Votre génération n’a-t-elle pas trahi l’idéal de la littérature engagée des Soleils des indépendances ?
Je ne pense pas. C’est un combat de longue haleine. Chaque génération joue sa partition. La génération de la négritude a posé l’acte que tout le monde connaît et salue. Ensuite, la génération qui a pris le relais après l’accession des pays africains à l’indépendance a continué le combat de la renaissance africaine et des écrivains célèbres comme Ahmadou Kourouma, ont continué l’œuvre des devanciers. Et aujourd’hui, une génération des jeunes écrivains continue le combat. C’est un combat qui ne prendra pas fin tant que la société africaine existera, tant que les défis nombreux qui se posent aux consciences des Africains et Africaines resteront à être relevés. Dieu seul sait que ces défis sont nombreux. Chaque génération remplit sa mission, comme disait Frantz Fanon. C’est à travers les évènements de ce genre, le Silal, qui n’est pas seulement un espace d’exposition, mais aussi un espace de débat que chaque génération prend conscience de sa mission et se sonne des moyens de la remplir.

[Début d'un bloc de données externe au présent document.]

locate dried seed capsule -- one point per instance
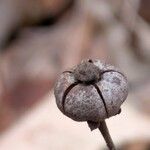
(92, 91)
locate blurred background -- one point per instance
(39, 39)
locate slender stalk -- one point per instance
(105, 132)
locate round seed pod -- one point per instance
(91, 91)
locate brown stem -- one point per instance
(105, 132)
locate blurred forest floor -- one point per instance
(39, 39)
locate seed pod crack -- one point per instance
(65, 95)
(103, 100)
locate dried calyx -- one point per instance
(92, 91)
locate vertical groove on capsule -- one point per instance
(101, 96)
(65, 94)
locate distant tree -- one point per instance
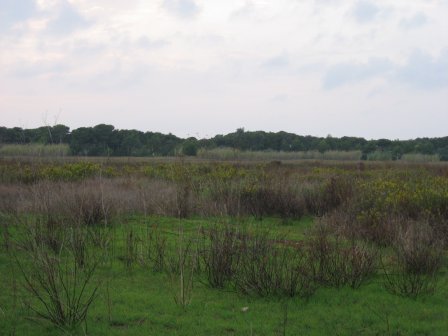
(190, 147)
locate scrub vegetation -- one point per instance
(195, 247)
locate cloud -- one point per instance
(425, 72)
(38, 69)
(13, 11)
(182, 8)
(346, 73)
(416, 21)
(278, 62)
(365, 11)
(421, 71)
(145, 42)
(247, 9)
(67, 20)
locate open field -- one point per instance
(197, 247)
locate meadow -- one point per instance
(177, 246)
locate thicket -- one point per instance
(62, 216)
(105, 140)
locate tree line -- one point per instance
(106, 140)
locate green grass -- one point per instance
(140, 301)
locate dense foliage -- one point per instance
(105, 140)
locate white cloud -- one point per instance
(184, 66)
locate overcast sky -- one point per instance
(370, 68)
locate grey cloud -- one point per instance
(182, 8)
(68, 20)
(145, 42)
(277, 62)
(29, 70)
(424, 72)
(416, 21)
(13, 11)
(365, 11)
(345, 73)
(421, 71)
(247, 9)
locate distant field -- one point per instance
(202, 247)
(35, 150)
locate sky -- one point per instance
(368, 68)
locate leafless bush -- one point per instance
(60, 290)
(267, 268)
(219, 253)
(181, 271)
(267, 201)
(416, 261)
(157, 249)
(338, 263)
(323, 197)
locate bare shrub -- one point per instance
(157, 249)
(267, 268)
(60, 291)
(268, 201)
(338, 263)
(416, 262)
(322, 197)
(181, 271)
(219, 253)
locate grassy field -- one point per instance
(200, 248)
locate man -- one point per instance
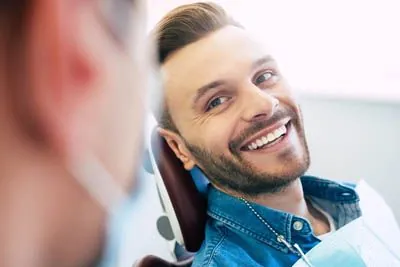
(71, 122)
(229, 111)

Vous organisez bientôt un concours littéraire. Quel en est l’objectif ?
C’est un concours que nous allons organiser entre les clubs de lecture des établissements qui ont participé aux différentes causeries animées tout au long de cette 4e édition du Silal. C’est pour les encourager à lire, toujours lire et à découvrir des écrivains du Gabon et d’ailleurs. Le lauréat de ce concours, dont les modalités sont tenues secrètes pour l’instant, se verra offrir un voyage tous frais payés d’un mois au Mali, jusque sur les lieux qui ont vu naître Amadou Hampâté Bâ, à Bandiagara.
Nous allons approcher les chefs d’établissement pour discuter avec eux des modalités. Tout ce que nous demandons aux futurs concourants est simplement de lire les œuvres d’Amadou Hampâté Bâ. Car, les thèmes du concours porteront sur les œuvres Amadou Hampâté Bâ.